While the Conservatives and UKIP wish to preserve and promote British sovereignty, the SNP want to alter it with Scotland becoming an independent nation state and fully-fledged member of the European Union – a ‘stronger voice for Scotland in Europe’. This independence narrative is central to this manifesto as is the focus on economic recovery, job creation and renewable energy.
A key maxim for the SNP in these elections is building on the ‘achievements of the Scottish Government’. This translates into numerous ‘pledges’ (see manifesto p2): ‘protecting Scottish jobs’; ‘opportunities for education and skills’; and ‘standing up for rural communities’. Leading the reform of the Common Agricultural Policy (CAP) and the Common Fisheries Policy are also key areas.
Both Mr Smith and Mr Hudgton at out events stressed their records in the last session of the EP. A key achievement to both was the ‘ambitious targets’ set out in the ‘climate change package’. Another was the ‘success in the CAP Health Check Process’, to name but a few.

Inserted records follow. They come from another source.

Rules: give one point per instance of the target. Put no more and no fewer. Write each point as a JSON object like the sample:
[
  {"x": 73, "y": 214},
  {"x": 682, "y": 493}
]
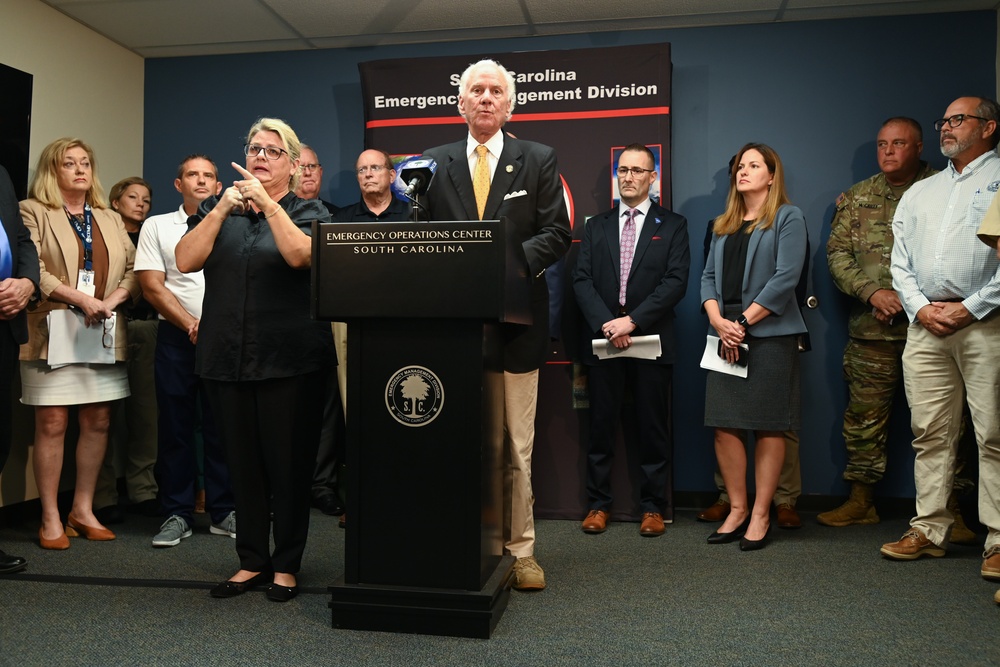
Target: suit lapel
[
  {"x": 508, "y": 167},
  {"x": 610, "y": 227},
  {"x": 65, "y": 239}
]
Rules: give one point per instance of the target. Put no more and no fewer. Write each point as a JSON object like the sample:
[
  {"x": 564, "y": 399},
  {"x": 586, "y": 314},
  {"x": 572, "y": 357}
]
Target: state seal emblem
[{"x": 414, "y": 396}]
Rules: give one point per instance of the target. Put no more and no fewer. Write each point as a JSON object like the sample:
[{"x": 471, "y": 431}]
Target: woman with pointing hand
[{"x": 264, "y": 362}]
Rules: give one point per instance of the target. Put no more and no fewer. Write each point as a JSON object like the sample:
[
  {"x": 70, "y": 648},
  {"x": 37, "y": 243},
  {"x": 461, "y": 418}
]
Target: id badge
[{"x": 85, "y": 282}]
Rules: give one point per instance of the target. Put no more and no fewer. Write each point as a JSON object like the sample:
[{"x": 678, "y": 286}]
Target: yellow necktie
[{"x": 481, "y": 179}]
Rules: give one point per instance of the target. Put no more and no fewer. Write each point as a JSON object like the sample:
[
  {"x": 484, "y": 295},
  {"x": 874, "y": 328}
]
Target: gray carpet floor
[{"x": 816, "y": 596}]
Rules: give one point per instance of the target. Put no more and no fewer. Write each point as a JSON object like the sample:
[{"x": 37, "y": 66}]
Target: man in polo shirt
[{"x": 177, "y": 297}]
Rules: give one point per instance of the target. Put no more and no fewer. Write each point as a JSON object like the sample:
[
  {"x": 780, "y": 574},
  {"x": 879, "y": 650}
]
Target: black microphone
[{"x": 417, "y": 173}]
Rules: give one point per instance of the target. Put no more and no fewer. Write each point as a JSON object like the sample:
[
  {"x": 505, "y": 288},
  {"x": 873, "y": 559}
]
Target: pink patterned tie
[{"x": 628, "y": 251}]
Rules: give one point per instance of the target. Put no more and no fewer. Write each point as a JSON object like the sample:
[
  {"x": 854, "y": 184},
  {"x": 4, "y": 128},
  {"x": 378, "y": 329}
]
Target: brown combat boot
[
  {"x": 960, "y": 533},
  {"x": 858, "y": 509}
]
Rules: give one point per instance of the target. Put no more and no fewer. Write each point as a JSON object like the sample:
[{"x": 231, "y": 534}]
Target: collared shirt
[
  {"x": 256, "y": 323},
  {"x": 155, "y": 252},
  {"x": 494, "y": 145},
  {"x": 396, "y": 211},
  {"x": 937, "y": 256},
  {"x": 643, "y": 211}
]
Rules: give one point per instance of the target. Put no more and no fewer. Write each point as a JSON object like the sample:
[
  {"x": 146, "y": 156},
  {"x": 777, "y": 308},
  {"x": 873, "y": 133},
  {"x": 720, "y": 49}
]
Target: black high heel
[
  {"x": 754, "y": 545},
  {"x": 726, "y": 538},
  {"x": 230, "y": 589}
]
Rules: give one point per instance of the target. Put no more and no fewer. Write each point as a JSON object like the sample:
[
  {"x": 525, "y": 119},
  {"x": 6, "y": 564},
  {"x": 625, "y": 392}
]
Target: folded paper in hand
[
  {"x": 713, "y": 362},
  {"x": 642, "y": 347},
  {"x": 71, "y": 341}
]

UK Independence Scotland Party
Currently UKIP Scotland (from here on in “UKIP”) has no MEPs in Scotland although they have nine members in the EP. Peter Adams is number one on the list and is joined by Paul Henke, Donald Mackay, Peter Nielson, Michael Arthur and Paul Wiffen.
The raison d’être of UKIP is straight-forward: withdraw Britain from the European Union and replace our membership with a ‘genuine free trade agreement similar to those enjoyed by Switzerland and Norway’. Peter Adams made it clear that UKIP rejects political union but not economic union as was the case in the European Economic Community (EEC).

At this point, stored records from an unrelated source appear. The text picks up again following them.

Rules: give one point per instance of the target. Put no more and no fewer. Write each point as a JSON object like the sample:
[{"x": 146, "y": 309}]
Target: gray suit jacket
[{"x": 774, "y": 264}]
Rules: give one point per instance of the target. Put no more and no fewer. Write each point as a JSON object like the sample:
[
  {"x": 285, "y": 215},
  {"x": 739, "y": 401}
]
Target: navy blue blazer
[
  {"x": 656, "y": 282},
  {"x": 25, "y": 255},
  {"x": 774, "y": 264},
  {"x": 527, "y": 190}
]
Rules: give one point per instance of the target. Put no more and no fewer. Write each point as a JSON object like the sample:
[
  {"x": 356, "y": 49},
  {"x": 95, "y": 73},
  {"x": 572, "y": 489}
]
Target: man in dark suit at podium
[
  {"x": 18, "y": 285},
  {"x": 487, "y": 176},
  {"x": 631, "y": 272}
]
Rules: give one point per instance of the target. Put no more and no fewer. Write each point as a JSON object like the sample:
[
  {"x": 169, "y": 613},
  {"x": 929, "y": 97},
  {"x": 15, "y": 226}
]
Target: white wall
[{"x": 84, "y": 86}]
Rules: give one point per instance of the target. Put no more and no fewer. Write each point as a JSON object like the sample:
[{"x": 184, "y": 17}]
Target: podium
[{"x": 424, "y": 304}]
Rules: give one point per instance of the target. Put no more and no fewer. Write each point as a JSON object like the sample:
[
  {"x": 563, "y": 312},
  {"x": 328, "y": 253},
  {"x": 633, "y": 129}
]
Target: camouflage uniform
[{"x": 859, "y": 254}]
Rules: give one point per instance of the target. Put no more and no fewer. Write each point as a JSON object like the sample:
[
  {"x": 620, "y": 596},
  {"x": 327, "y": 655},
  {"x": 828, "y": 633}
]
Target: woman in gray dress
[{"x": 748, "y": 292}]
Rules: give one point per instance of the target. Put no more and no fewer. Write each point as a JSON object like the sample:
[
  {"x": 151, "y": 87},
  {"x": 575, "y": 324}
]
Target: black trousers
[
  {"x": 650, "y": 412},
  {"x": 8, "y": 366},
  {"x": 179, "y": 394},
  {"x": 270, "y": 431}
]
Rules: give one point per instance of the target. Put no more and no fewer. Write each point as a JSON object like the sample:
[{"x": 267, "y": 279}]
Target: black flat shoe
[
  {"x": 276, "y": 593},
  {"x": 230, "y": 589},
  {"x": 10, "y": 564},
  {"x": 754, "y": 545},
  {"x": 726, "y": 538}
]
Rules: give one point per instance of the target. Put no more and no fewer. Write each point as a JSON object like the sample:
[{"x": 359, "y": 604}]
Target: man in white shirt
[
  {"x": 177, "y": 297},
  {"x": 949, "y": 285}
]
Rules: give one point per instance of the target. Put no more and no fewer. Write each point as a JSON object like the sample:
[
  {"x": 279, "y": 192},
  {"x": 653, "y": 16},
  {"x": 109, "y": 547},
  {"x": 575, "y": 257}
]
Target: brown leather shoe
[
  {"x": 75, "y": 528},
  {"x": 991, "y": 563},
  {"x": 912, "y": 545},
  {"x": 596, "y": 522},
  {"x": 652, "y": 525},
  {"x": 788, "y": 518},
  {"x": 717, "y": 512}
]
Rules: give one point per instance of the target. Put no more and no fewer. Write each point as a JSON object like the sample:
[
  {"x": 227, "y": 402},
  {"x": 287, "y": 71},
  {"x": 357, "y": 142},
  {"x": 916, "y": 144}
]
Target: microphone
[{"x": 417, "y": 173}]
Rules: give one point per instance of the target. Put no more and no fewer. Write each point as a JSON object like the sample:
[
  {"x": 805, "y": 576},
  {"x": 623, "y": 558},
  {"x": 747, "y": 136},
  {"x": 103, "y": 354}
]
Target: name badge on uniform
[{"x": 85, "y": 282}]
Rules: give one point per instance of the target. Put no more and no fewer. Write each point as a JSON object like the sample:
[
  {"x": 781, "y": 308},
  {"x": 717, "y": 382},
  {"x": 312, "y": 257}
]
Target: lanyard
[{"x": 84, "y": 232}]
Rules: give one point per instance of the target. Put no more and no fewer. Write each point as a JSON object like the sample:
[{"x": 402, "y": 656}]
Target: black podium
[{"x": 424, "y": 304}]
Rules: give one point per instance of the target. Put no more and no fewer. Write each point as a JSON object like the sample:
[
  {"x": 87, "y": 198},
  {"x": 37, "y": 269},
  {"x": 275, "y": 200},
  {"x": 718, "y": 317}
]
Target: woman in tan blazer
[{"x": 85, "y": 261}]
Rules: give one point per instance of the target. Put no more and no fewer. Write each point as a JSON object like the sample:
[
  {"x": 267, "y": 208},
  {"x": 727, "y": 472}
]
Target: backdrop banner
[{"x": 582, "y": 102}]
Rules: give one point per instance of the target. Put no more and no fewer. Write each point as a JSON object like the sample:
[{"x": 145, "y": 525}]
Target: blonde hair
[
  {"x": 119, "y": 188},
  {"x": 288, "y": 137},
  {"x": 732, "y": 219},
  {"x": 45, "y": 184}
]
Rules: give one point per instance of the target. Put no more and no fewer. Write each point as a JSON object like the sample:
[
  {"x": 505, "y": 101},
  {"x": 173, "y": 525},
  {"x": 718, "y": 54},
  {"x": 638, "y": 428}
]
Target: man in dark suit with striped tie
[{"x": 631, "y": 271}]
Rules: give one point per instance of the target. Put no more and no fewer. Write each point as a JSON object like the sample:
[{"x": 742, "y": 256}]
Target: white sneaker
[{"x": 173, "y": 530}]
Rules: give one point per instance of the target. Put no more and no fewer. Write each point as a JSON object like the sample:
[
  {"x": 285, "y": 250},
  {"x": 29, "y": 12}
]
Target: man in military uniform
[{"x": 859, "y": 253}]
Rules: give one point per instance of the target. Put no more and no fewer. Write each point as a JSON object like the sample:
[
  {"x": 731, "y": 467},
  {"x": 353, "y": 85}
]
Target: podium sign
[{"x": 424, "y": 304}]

UKIP, however, are not a single-issue party as their campaign promises illustrates. An area of particular importance is immigration where they affirm that they are the only party that have consistently ‘voted against the open-door immigration policy’. We must ‘take control of our national borders and impose our own immigration rules’. Another key area is agriculture and fisheries where ‘European policies have been an ecological disaster’.
Peter Adams made it clear that UKIP are the ‘real independents’ in this election who are committed to uncovering the stream of ‘lies’ surrounding the European project and dedicated to delivering a ‘free democratic, independent Britain’.